ApproachTraining DataAccuracyUse When
VADERNone (rule-based)Good for social mediaQuick setup, no training data
TextBlobBuilt-in lexiconSimilar to VADERSimple API, corpus-based
Transformer (HuggingFace)Pre-trainedHighProduction sentiment at scale
Custom classifierLabeled datasetVariesDomain-specific needs

Guidelines

  • Use the compound score for classification. It accounts for the full text, not individual words.
  • Set thresholds at +0.05 and -0.05 for positive/negative. Adjust based on your data.
  • Update the lexicon with domain-specific words. VADER’s default lexicon is built for social media.
  • VADER works best on short texts (sentences to paragraphs). For long documents, score paragraph by paragraph.
  • Do not use VADER for sarcasm detection. It scores literal word meanings, not implied intent.

Common Mistakes

  • Using pos / neg ratios instead of compound. The compound score is normalized and more reliable.
  • Not customizing the lexicon for your domain. Words like “sick” mean positive in gaming, negative in healthcare.
  • Applying VADER to long documents. It averages sentiment across the whole text, losing local context.
  • Ignoring the neu score. A high neutral ratio means the text is mostly informational, not opinionated.
  • Comparing VADER scores across languages. VADER is English-only. For Spanish, use pysentimiento or a multilingual transformer.

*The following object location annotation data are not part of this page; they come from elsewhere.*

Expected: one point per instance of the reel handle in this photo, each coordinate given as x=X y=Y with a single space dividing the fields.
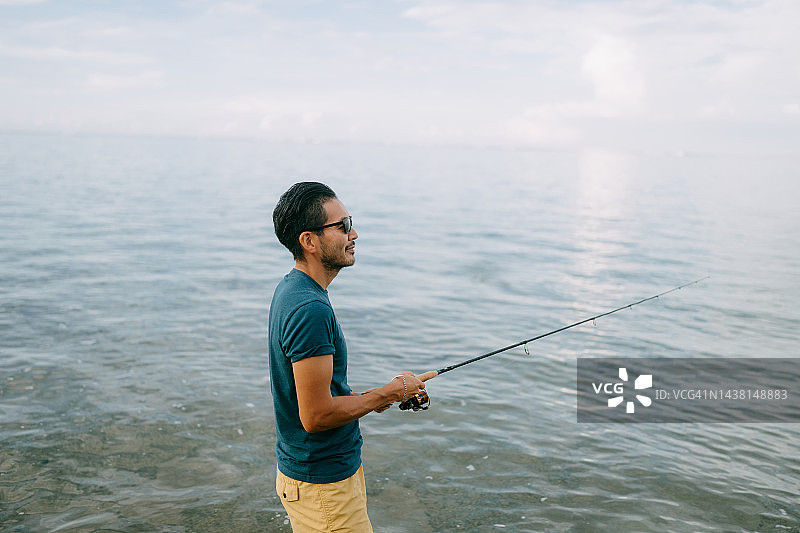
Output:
x=419 y=402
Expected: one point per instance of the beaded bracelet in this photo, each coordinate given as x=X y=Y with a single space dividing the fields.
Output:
x=405 y=389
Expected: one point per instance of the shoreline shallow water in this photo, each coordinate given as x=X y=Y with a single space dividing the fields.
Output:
x=136 y=282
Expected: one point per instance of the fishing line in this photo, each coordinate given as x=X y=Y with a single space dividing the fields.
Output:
x=417 y=403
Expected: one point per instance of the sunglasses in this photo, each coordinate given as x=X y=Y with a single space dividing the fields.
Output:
x=346 y=223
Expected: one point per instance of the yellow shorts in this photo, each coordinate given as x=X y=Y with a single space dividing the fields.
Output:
x=339 y=507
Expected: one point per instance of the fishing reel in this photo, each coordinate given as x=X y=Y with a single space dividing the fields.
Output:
x=419 y=402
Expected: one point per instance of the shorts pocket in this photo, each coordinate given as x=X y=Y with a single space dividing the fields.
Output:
x=288 y=492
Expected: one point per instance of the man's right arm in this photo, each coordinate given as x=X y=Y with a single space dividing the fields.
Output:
x=320 y=410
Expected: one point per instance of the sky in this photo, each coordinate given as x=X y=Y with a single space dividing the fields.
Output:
x=675 y=76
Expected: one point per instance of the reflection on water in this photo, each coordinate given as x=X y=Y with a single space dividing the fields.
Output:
x=136 y=277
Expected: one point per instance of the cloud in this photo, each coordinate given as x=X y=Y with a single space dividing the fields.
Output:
x=58 y=53
x=20 y=2
x=109 y=82
x=432 y=71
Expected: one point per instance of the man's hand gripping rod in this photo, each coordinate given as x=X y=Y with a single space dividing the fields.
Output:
x=420 y=402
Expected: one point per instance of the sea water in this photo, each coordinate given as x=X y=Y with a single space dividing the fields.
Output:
x=135 y=281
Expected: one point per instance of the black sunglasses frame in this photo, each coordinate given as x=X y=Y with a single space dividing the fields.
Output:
x=344 y=223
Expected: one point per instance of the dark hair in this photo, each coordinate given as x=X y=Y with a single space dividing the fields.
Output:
x=299 y=209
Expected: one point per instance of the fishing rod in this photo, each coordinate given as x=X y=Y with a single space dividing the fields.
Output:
x=421 y=401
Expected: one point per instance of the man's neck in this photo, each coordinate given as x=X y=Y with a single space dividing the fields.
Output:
x=317 y=272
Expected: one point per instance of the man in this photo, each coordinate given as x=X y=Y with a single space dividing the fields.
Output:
x=320 y=479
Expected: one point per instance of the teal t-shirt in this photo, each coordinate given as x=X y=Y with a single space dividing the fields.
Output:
x=302 y=324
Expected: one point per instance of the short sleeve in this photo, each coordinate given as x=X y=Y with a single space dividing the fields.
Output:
x=309 y=332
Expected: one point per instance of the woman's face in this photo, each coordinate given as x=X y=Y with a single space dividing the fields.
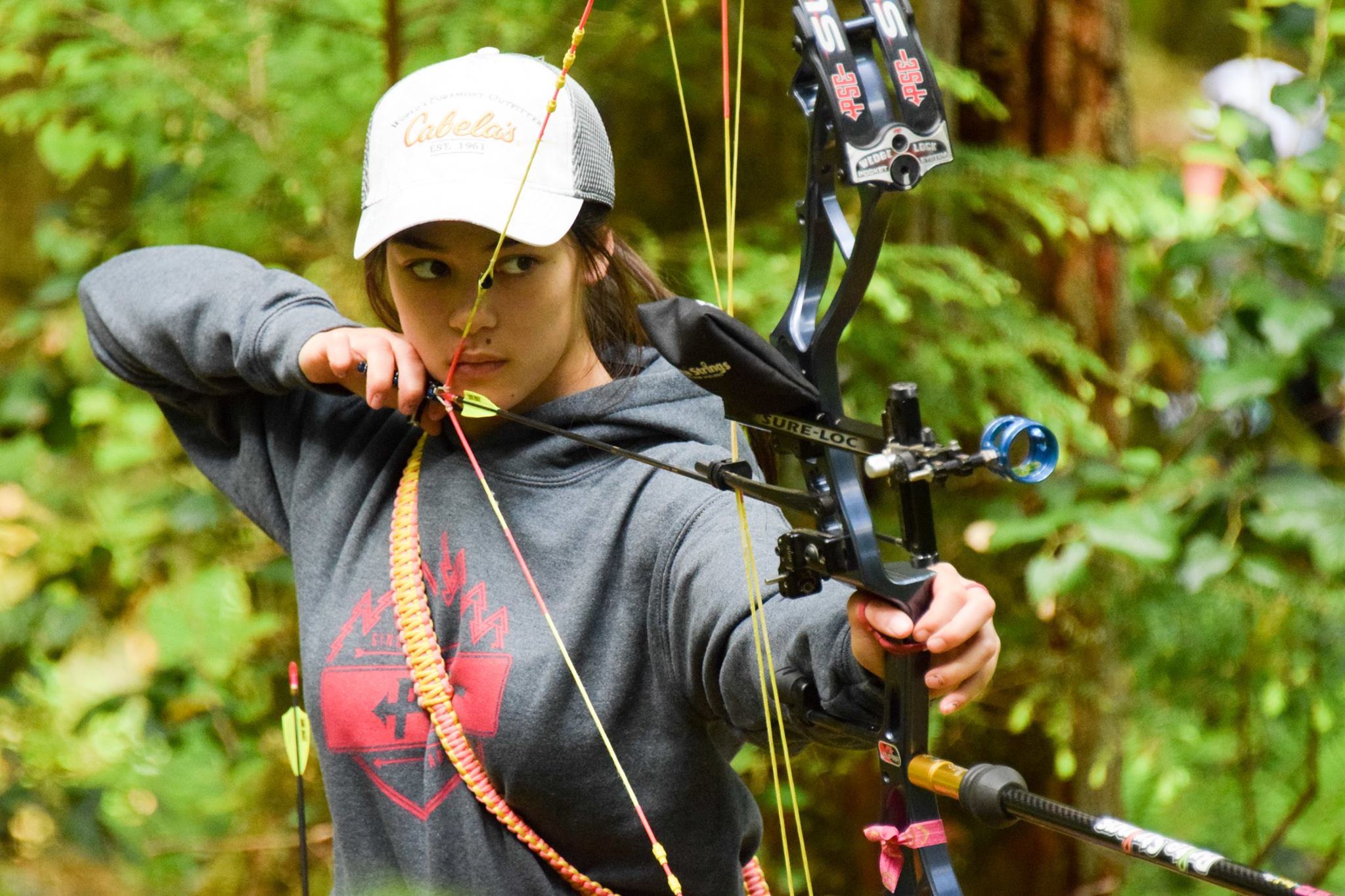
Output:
x=527 y=344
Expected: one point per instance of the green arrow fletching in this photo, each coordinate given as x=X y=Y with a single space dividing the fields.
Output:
x=299 y=738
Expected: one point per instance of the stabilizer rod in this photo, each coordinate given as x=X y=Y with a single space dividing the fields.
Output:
x=998 y=796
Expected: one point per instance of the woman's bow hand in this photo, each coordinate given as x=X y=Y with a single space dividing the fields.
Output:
x=958 y=629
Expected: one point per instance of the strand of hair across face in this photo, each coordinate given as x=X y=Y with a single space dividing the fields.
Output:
x=482 y=285
x=487 y=277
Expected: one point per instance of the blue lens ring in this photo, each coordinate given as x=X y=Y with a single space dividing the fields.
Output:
x=1043 y=449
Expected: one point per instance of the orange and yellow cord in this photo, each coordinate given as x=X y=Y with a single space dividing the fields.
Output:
x=424 y=656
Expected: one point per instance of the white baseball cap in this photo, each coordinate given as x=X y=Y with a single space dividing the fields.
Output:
x=1246 y=83
x=452 y=140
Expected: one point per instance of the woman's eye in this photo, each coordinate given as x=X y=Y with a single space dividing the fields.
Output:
x=518 y=264
x=428 y=269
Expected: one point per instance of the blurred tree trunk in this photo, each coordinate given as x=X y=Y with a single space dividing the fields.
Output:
x=1059 y=66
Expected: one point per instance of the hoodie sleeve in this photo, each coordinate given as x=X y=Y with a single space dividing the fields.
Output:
x=707 y=626
x=214 y=337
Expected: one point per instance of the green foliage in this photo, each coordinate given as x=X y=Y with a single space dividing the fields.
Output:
x=1176 y=591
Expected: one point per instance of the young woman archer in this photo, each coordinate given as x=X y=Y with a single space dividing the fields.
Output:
x=300 y=417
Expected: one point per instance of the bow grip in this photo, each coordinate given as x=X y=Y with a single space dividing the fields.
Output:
x=908 y=589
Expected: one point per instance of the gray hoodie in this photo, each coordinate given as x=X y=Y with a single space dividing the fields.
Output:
x=640 y=568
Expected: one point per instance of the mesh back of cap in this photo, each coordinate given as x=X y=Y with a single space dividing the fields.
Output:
x=595 y=175
x=594 y=168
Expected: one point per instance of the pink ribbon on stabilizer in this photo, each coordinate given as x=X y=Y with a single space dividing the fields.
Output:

Frequently Asked Questions

Does VADER support languages other than English?

No. VADER is English-only. For Spanish, use pysentimiento (based on BERT) or translate the text first and then apply VADER.

How accurate is VADER compared to machine learning models?

VADER achieves around 0.70-0.80 F1 on social media sentiment. Fine-tuned transformers like RoBERTa reach 0.90+. VADER is best for quick prototyping or when you cannot label training data.

Can I use VADER for aspect-based sentiment analysis?

Not directly. VADER scores the whole text. For aspect-based analysis (e.g., “the food was great but service was slow”), split the text by aspect mentions and score each segment separately.

How do I handle emojis?

VADER has built-in emoji support. :) scores positive, :( scores negative. For full Unicode emoji sentiment, use the emoji library to convert emojis to text descriptions before scoring.